By: Marshall Brain  | 
Engineers working on a plane's radial engines.
Most fighter planes are equipped with radial engines. Monty Rakusen / Getty Images/Image Source

Key Takeaways

  • Significantly different from multi-cylinder car engine design, radial engines arrange pistons in a circle around the crankshaft.
  • This configuration typically features three to nine cylinders, with one piston's connecting rod fixed as the master rod and the others articulating around it.
  • The unique design of the radial engine offers advantages in certain applications due to its compactness and efficiency.

If you have ever seen a World War II bomber like the B-25 or the B-17, or if you have ever seen or been on an old commercial airplane like a DC-3, then you are familiar with something called a radial engine. Many planes of theĀ­ WWII era used very large, very powerful radial engines to drive their propellers.

In this article, you will learn how the radial engine works, what makes it different from other engine configurations and why it fits in so well with airplanes.



The Basic Idea

(Click on image to see animation) Inline - The cylinders are arranged in a line in a single bank.

If you have read How Car Engines Work, then you are familiar with the concept behind the four-stroke engine. Car engines arrange pistons in three typical patterns, as shown here:

(Click on image to see animation) V - The cylinders are arranged in two banks set at an angle to one another.
(Click on image to see animation) Flat - The cylinders are arranged in two banks on opposite sides of the engine.

Each different configuration has different smoothness, manufacturing cost and shape characteristics that make it more suitable for certain vehicles.


A radial engine is yet another configuration for the pistons, as we will see in the next section.


Inside a Radial Engine

The radial engine idea is very simple -- it takes the pistons and arranges them in a circle around the crankshaft, as shown here:

Image courtesy Baris Mengutay


You can see in the illustration that this is a five-cylinder engine -- radial engines typically have anywhere from three to nine cylinders. The radial engine has the same sort of pistons, valves and spark plugs that any four-stroke engine has. The big difference is in the crankshaft.

Instead of the long shaft that's used in a multi-cylinder car engine, there is a single hub -- all of the piston's connecting rods connect to this hub. One rod is fixed, and it is generally known as the master rod. The others are called articulating rods. They mount on pins that allow them to rotate as the crankshaft and the pistons move.



Radial engines have several advantages for airplanes:

  • They can produce a lot of power. A typical radial engine in a B-17 has nine cylinders, displaces 1,800 cubic inches (29.5 liters) and produces 1,200
  • Radial engines have a relatively low maximum rpm (rotations per minute) rate, so they can often drive propellers without any sort of reduction gearing.
  • Because all of the pistons are in the same plane, they all get even cooling and normally can be air-cooled. That saves the weight of water-cooling.

Radial engines reached their zenith during WWII. There are some radial engines around today, but they are not that common. Most propeller-driven planes today use more traditional engine configurations (like a flat four-cylinder) or modern gas turbine engines. Gas turbines are much lighter than radial engines for the power they produce.

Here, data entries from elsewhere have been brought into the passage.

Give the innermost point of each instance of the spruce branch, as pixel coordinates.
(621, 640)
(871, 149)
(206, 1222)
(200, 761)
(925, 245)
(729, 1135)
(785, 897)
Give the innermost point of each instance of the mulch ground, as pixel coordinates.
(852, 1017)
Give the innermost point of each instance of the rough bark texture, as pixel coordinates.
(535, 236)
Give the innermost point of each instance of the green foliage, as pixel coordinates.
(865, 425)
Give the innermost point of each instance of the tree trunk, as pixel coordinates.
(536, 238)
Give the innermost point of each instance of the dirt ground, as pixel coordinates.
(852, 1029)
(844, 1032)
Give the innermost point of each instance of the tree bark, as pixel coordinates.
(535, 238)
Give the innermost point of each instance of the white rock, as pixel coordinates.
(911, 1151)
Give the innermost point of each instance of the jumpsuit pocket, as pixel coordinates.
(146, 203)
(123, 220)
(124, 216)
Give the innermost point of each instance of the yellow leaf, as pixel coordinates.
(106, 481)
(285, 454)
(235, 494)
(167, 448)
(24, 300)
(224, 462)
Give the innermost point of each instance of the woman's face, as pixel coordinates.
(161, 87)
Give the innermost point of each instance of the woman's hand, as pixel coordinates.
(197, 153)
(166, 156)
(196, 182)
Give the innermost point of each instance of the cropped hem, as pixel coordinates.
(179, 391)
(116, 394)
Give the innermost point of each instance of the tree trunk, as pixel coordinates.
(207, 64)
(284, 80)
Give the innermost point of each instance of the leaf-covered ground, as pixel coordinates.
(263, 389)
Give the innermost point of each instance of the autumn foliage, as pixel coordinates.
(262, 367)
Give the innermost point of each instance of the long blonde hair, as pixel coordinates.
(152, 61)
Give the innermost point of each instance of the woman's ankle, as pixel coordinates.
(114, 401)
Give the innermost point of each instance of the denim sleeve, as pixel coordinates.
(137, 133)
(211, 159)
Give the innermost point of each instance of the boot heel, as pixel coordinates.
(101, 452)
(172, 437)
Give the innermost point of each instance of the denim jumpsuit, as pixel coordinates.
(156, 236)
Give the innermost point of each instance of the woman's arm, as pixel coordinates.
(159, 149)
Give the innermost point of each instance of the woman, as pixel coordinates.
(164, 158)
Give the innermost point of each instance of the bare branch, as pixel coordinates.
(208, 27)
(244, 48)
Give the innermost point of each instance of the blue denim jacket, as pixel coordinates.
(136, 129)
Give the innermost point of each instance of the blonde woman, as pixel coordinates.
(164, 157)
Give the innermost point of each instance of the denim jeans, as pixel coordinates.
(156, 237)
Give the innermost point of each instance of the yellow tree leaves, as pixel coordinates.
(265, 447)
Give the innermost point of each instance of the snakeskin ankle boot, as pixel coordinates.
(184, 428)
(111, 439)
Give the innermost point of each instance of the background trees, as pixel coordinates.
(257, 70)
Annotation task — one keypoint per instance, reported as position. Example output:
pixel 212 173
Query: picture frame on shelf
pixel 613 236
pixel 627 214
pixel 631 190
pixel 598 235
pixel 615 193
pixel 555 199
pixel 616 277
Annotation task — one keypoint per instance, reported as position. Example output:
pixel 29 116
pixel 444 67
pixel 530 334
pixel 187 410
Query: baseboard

One place where you can still see the influence of the radial engine concept is in the two-cylinder engine of a Harley Davidson motorcycle.

The engine from a Harley can be thought of as two cylinders from a radial engine.

It can be thought of, in a way, as two pistons from a radial engine. In a Harley, both pistons share a single connection point to the crankshaft, like in a radial engine.

For more information on radial engines and related topics, check out the links on the next page.


Frequently Asked Questions

Why are radial engines less common in modern aircraft than other engine types?
Radial engines are less common in modern aircraft because of advancements in jet engine technology, which offers better fuel efficiency, power and reliability for contemporary aviation needs.
How do the cooling systems in a radial engine and an inline engine differ?
Generally, radial engines have air-based cooling systems, which use the airflow around the circular arrangement of pistons. This differs from the water or liquid cooling systems often found in inline engines.